Inklusion - Ich könnte "brechen".

  • Also bei uns in NRW an der Gesamtschule gehört das Fach Technik zur Arbeitslehre und ist durchaus sehr praktisch angelegt. Natürlich gehört auch Theorie dazu, aber ich denke schon, dass ein Förderschüler mit einem Bohrmaschinenführerschein durchaus mehr anfangen kann als beispielsweise mit einer Gedichtsanalyse. Und bei uns unterrichten Technik nur Fachkräfte, andere dürfen es aus Sicherheitsgründen gar nicht.

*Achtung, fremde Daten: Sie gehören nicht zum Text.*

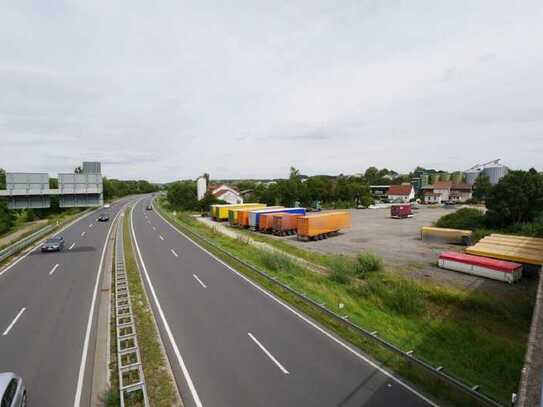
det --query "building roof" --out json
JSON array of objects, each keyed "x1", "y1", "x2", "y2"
[
  {"x1": 423, "y1": 191, "x2": 442, "y2": 196},
  {"x1": 433, "y1": 181, "x2": 453, "y2": 190},
  {"x1": 387, "y1": 184, "x2": 413, "y2": 196}
]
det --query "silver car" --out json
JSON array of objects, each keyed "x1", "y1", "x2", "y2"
[{"x1": 0, "y1": 373, "x2": 26, "y2": 407}]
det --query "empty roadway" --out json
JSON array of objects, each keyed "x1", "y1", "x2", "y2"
[
  {"x1": 0, "y1": 198, "x2": 133, "y2": 407},
  {"x1": 131, "y1": 196, "x2": 435, "y2": 407}
]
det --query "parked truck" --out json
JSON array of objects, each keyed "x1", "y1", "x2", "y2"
[
  {"x1": 210, "y1": 203, "x2": 265, "y2": 221},
  {"x1": 391, "y1": 204, "x2": 412, "y2": 219},
  {"x1": 249, "y1": 207, "x2": 305, "y2": 230},
  {"x1": 237, "y1": 206, "x2": 283, "y2": 228},
  {"x1": 272, "y1": 213, "x2": 302, "y2": 235},
  {"x1": 228, "y1": 204, "x2": 266, "y2": 225},
  {"x1": 297, "y1": 212, "x2": 352, "y2": 240},
  {"x1": 258, "y1": 212, "x2": 285, "y2": 233}
]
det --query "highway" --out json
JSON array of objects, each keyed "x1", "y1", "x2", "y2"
[
  {"x1": 0, "y1": 198, "x2": 132, "y2": 407},
  {"x1": 131, "y1": 195, "x2": 435, "y2": 407}
]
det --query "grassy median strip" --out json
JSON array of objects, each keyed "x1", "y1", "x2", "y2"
[
  {"x1": 157, "y1": 199, "x2": 533, "y2": 405},
  {"x1": 123, "y1": 208, "x2": 178, "y2": 406}
]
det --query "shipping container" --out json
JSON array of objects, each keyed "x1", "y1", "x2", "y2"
[
  {"x1": 421, "y1": 227, "x2": 472, "y2": 245},
  {"x1": 237, "y1": 206, "x2": 283, "y2": 228},
  {"x1": 228, "y1": 204, "x2": 266, "y2": 225},
  {"x1": 465, "y1": 243, "x2": 543, "y2": 266},
  {"x1": 297, "y1": 212, "x2": 351, "y2": 240},
  {"x1": 391, "y1": 204, "x2": 412, "y2": 219},
  {"x1": 438, "y1": 251, "x2": 522, "y2": 283},
  {"x1": 259, "y1": 213, "x2": 286, "y2": 233},
  {"x1": 249, "y1": 207, "x2": 304, "y2": 230},
  {"x1": 210, "y1": 203, "x2": 265, "y2": 221},
  {"x1": 272, "y1": 213, "x2": 302, "y2": 235}
]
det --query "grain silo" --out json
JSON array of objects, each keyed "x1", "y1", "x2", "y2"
[
  {"x1": 482, "y1": 160, "x2": 509, "y2": 185},
  {"x1": 429, "y1": 174, "x2": 440, "y2": 185},
  {"x1": 452, "y1": 172, "x2": 464, "y2": 184},
  {"x1": 440, "y1": 173, "x2": 451, "y2": 182},
  {"x1": 421, "y1": 174, "x2": 430, "y2": 187},
  {"x1": 465, "y1": 167, "x2": 482, "y2": 185}
]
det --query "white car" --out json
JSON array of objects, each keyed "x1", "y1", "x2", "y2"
[
  {"x1": 103, "y1": 203, "x2": 111, "y2": 208},
  {"x1": 0, "y1": 372, "x2": 26, "y2": 407}
]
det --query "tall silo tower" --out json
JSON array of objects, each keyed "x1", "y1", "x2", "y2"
[
  {"x1": 465, "y1": 165, "x2": 482, "y2": 185},
  {"x1": 482, "y1": 160, "x2": 509, "y2": 185}
]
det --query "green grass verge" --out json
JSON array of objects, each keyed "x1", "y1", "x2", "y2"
[
  {"x1": 106, "y1": 249, "x2": 121, "y2": 407},
  {"x1": 159, "y1": 198, "x2": 533, "y2": 405},
  {"x1": 123, "y1": 208, "x2": 178, "y2": 406}
]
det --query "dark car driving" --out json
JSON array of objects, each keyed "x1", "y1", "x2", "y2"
[
  {"x1": 146, "y1": 205, "x2": 153, "y2": 211},
  {"x1": 41, "y1": 236, "x2": 64, "y2": 252},
  {"x1": 97, "y1": 213, "x2": 110, "y2": 222}
]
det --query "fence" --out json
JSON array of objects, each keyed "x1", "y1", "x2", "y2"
[
  {"x1": 0, "y1": 224, "x2": 55, "y2": 263},
  {"x1": 156, "y1": 201, "x2": 504, "y2": 407}
]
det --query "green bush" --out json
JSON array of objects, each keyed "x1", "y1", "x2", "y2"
[
  {"x1": 355, "y1": 252, "x2": 383, "y2": 275},
  {"x1": 435, "y1": 208, "x2": 486, "y2": 230},
  {"x1": 327, "y1": 255, "x2": 355, "y2": 284},
  {"x1": 259, "y1": 252, "x2": 294, "y2": 272}
]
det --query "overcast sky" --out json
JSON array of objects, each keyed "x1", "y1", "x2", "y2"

    Dödudeldö ist das 2. Futur bei Sonnenaufgang.

  • Jule
    Ich kann mir nicht vorstellen, dass in NRW die Arbeitslehre nur aus dem Umgang mit Bohrmaschinen besteht. Das Eqivalent heisst hier Arbeit-Wirtschaft-Technik und da ist so ziemlich alles Technische drin, für die Regionalschulen (Haupt- u. Realschulen) sogar Informatik (ist erst auf dem Gymnasium ein eigenständiges Fach) und natürlich ist das schon praktisch orientiert (immerhin ist auch die Berufsorientierung ein Teil davon), aber z.B. Benzinmotoren, Wirtschaftskreisläufe u. -funktionen, Getriebe, Bau u. Finazierung(-smöglichkeiten) von Gebäuden usw. können trotzdem nicht von geistig behinderten o. lernschwachen Menschen einfach so begriffen werden. Nützlich ist natürlich trotzdem ;)


    Das mit den "Fachkräften" war darauf bezogen, dass in den Regionalschulen, Lehrer Informatik unterrichten, die während ihrer Ausbildung kaum/keinen Kontakt zur Informatik haben. Dies hat sich bis heute nicht geändert. Während der Informatiklehrer fürs Gymnasium Informatik studieren muss, ist dies bei AWT/Arbeitslehrelehrern nicht der Fall. Hier reicht es lediglich ein Modul zu besuchen bzw. einen Schein zum machen (ältere Lehrer haben nicht einmal das). Wie gut der Informatikunterricht dann wird liegt in der Motivation des Lehrers sich privat in diesem Bereich zu bilden. All zu oft wird dann darunter leider nur die Bedienung von Microsoft Word verstanden. Übrigens habe ich schon Lehrer für alle möglichen Fächer erlebt, die in Informatik an Regionalschulen "einspringen" mussten, da die Alternative schlicht gar kein Unterricht wäre.


    Ich glaube, wir schweifen nun etwas zu sehr ab. Ich wollte nur betonen, dass technische Fächer aus mehr bestehen als nur Holzklötzchen zu stapeln.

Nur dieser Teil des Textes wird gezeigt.